Copilot or Cropolite? Your Data Decides
Microsoft is rolling out its CoPilot tool across the Microsoft 365 world. It promises the best of both worlds: your organisation’s data combined with the power of Large Language Models. The shiny future on the hill is a world of perfect productivity. Searching for information and drafting documents becomes easy through the use of narrative prompting through a “chatbot” style interface. The potential to link in external data from other company systems via Microsoft Graph dangles a promise. A promise of better searching for answers and speedier generation of outputs across the whole enterprise.
Cool.
At Castlebridge we like to be skeptical friends when it comes to adopting new technologies to put data to work. After all, we’ve been around the block a few times. In our experience, the final outcome is often far from the hoped for pitch.
The Importance of the Data Foundations
The unfortunate reality is that these tools rely on your underlying data to develop their model of your world. If data is poorly managed and governed, or of questionable quality, the effectiveness of tools used to interrogate that data is lessened. This is true whether you are using a fancy LLM-based system, a humble SQL query, or a string-based search.
However, the promised ease of use of chat-based interfaces to simplify search and improve productivity depends on the quality of that data. Crucially it will depend on the quality of the underlying metadata.
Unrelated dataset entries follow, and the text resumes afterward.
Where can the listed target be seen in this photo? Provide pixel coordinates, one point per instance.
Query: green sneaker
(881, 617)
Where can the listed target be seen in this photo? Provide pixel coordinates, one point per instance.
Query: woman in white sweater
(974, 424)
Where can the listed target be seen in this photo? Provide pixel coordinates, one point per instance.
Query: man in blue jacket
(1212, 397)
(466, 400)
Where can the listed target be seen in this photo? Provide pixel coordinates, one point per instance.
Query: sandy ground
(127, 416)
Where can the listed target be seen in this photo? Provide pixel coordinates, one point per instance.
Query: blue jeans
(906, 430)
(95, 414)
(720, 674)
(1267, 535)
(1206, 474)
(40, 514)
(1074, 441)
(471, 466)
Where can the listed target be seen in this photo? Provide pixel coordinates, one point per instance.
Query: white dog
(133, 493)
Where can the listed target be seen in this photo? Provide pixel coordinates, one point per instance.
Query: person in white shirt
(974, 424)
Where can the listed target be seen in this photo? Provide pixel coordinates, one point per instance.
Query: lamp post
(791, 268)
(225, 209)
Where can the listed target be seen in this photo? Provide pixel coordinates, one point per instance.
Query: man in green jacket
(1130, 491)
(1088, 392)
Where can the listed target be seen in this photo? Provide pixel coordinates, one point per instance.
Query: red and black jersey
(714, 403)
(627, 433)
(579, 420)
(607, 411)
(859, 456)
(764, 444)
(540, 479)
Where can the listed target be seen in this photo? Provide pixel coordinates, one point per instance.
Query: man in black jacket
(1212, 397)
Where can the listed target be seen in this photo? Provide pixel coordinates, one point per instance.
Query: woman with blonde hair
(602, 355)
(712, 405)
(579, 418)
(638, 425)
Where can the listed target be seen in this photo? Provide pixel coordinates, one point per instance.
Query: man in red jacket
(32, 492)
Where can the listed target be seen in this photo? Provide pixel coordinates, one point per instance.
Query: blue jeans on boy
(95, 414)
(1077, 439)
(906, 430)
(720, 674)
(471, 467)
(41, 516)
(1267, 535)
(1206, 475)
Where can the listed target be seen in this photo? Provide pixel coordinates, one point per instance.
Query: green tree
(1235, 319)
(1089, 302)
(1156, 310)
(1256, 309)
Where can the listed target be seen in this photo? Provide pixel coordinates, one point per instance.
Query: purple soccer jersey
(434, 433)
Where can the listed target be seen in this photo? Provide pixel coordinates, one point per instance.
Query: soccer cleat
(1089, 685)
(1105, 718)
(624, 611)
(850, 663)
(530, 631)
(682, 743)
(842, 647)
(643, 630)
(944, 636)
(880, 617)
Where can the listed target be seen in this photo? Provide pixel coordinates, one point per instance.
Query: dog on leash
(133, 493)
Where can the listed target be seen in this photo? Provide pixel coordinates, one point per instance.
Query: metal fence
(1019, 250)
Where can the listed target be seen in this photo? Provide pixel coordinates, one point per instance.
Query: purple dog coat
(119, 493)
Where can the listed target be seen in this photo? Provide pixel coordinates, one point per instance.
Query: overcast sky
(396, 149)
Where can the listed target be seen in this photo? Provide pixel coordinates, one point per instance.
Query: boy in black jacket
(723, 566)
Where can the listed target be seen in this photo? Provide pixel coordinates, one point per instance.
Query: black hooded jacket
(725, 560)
That metadata includes (but is not limited to) things like:
- Document classification and categorisation (including emails, documents, presentations etc)
- User access rights and controls to prevent ‘over sharing’ of data and information
- Metadata about the currency, accuracy, or ‘fitness for use’ of data or records being used by the LLM to respond to the prompt.
In short, this all depends on things that organisations, in general, have not been very good at over the years. Ironically, these are the things that, if we had done them well and consistently in the past, we would have better data and records management control and better ‘searchability’ and ‘findability’ for data, even without the power of an LLM-based tool.
How the Magic Happens
The graphic below is a simplified representation of how a tool like Microsoft CoPilot works.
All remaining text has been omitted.